Bu karşıdevrim yandaşlarına biz de diyoruz ki, “Ey 21. yüzyılın Damat Feritleri, Derviş Vahdeti’leri, Seyit Abdülkadir’leri, biz bu vatanı sokakta bulmadık. Ne böleriz ne böldürürüz. Bu vatan uğruna sadece Çanakkale’de 55.127 şehit verdik. Yaralananlarla birlikte Genel toplam 186.865’tir. Doğuda, karlı-buzlu Sarıkamış Dağlarında 80 bine yakın asker ya şehit oldu ya da donarak öldü. Binlercesi ise Yemen’e gidip geri dönmedi. Muş, Yemen türküleri boşuna yakılmadı…”
Herkes aklını başına toplasın ve boş hayaller peşinde koşmasın.
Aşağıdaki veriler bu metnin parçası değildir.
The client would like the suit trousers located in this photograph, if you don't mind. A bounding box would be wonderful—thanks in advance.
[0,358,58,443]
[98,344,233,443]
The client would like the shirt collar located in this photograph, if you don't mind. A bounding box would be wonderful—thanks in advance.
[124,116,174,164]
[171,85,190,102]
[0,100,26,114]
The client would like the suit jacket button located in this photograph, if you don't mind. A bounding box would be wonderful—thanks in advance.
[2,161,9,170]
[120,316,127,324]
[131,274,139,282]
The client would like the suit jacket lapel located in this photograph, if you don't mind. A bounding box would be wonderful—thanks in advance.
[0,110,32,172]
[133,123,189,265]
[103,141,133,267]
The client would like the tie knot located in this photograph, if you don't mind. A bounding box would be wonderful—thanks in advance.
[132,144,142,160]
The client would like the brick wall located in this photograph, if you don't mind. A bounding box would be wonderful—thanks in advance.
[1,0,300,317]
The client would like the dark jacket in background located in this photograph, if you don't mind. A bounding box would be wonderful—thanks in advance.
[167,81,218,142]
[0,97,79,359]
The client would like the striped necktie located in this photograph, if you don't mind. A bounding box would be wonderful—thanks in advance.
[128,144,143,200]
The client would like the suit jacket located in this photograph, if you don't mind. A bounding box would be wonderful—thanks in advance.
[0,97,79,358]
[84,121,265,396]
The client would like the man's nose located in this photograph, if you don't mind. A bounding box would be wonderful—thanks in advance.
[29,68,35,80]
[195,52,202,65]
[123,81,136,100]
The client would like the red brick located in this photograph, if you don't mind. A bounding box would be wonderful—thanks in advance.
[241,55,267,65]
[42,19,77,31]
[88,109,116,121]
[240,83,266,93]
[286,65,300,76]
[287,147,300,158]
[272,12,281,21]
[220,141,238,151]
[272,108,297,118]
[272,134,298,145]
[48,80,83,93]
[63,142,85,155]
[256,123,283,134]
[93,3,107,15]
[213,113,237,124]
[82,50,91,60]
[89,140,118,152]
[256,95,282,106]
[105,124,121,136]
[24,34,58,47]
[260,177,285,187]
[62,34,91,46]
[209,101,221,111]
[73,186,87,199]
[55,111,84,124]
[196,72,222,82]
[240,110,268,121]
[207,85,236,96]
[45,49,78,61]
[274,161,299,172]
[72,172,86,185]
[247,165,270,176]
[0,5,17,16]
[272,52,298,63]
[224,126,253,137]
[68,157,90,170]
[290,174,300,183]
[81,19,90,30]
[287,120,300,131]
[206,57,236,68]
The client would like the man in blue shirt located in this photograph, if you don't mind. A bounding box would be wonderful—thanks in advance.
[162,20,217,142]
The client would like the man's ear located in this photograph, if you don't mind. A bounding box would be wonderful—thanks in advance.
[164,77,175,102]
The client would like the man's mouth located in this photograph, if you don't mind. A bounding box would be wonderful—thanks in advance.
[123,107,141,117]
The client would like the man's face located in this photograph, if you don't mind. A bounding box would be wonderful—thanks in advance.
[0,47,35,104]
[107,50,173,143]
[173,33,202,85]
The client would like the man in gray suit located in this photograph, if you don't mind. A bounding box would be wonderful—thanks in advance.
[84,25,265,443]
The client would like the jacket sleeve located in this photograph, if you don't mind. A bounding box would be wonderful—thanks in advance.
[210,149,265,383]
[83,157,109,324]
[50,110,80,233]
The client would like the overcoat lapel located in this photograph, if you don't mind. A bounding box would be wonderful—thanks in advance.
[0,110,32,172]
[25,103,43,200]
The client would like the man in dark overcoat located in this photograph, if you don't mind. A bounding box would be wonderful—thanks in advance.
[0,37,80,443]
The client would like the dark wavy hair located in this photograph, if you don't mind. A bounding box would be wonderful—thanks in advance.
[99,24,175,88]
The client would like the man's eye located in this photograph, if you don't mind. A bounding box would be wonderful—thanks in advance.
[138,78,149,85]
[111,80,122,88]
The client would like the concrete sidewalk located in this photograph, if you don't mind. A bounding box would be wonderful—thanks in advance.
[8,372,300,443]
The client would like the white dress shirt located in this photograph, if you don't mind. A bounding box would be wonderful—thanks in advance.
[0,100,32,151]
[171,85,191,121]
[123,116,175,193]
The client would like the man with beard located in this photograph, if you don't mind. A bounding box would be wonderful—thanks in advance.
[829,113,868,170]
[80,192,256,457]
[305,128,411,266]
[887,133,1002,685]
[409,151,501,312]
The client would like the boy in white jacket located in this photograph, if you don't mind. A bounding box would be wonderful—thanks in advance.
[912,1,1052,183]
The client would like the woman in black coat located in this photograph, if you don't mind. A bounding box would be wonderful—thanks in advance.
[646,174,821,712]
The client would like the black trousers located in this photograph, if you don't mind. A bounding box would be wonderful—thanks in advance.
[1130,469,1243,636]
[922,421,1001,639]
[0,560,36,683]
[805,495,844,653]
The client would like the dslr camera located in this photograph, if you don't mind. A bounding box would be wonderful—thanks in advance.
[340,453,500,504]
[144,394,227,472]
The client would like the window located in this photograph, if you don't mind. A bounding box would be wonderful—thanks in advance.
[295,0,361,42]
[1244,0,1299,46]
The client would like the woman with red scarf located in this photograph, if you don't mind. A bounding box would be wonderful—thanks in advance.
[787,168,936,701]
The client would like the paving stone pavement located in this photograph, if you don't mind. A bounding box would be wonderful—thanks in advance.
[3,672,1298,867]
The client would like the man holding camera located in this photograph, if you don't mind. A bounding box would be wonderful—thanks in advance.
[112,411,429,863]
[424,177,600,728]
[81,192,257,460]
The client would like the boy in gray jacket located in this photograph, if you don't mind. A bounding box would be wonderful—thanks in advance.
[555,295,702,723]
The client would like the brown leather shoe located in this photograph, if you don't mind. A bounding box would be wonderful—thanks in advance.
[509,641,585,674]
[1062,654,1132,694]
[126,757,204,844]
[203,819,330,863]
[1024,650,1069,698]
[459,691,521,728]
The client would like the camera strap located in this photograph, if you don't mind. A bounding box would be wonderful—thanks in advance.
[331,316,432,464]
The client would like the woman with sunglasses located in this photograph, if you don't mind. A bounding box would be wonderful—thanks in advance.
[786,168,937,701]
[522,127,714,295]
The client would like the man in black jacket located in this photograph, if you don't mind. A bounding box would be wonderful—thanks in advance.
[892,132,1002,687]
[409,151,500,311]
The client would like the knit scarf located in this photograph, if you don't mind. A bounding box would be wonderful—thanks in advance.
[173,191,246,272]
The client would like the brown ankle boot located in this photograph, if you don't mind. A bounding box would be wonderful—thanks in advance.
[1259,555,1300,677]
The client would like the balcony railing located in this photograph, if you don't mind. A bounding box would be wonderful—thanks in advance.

Bu Cumhuriyet kanla, canla, başla, gözyaşıyla kuruldu. Ciğeri beş para etmez Talabani’lerle, Amerikan Coni’leri ile bütünleşerek, kimse bu ülkenin bir karış toprağına sahip olamaz.
Bu yolu denemek isteyenler Kurtuluş Savaşında derslerini aldılar. Türkiye, İkinci bir kurtuluş savaşına her zaman hazırdır. Türkiye halkı Türk’üyle, Kürt’üyle, Çerkez’iyle, Boşnak’ıyla henüz son sözünü söylemedi. Zamanı geldiğinde Kurtuluş Savaşında olduğu gibi AKP’lisi de CHP’lisi de, MHP’lisi de İP’lisi de tek vücut olmasını çok iyi bilir. Bu ulus, Osmanlının küllerinden nasıl yeni bir Kemalist Cumhuriyet yarattıysa, BOP bataklığından da yepyeni, tam bağımsız bir vatan yaratır. Sonra da İsmet Paşa’nın deyişiyle “Yeni bir dünya kurulur, Türkiye orada yerini alır…”
Bu memleket çok APO, çok Talabani, çok Obama,  çok Tayyip gördü. Yılmadı, yıkılmadı, çökmedi.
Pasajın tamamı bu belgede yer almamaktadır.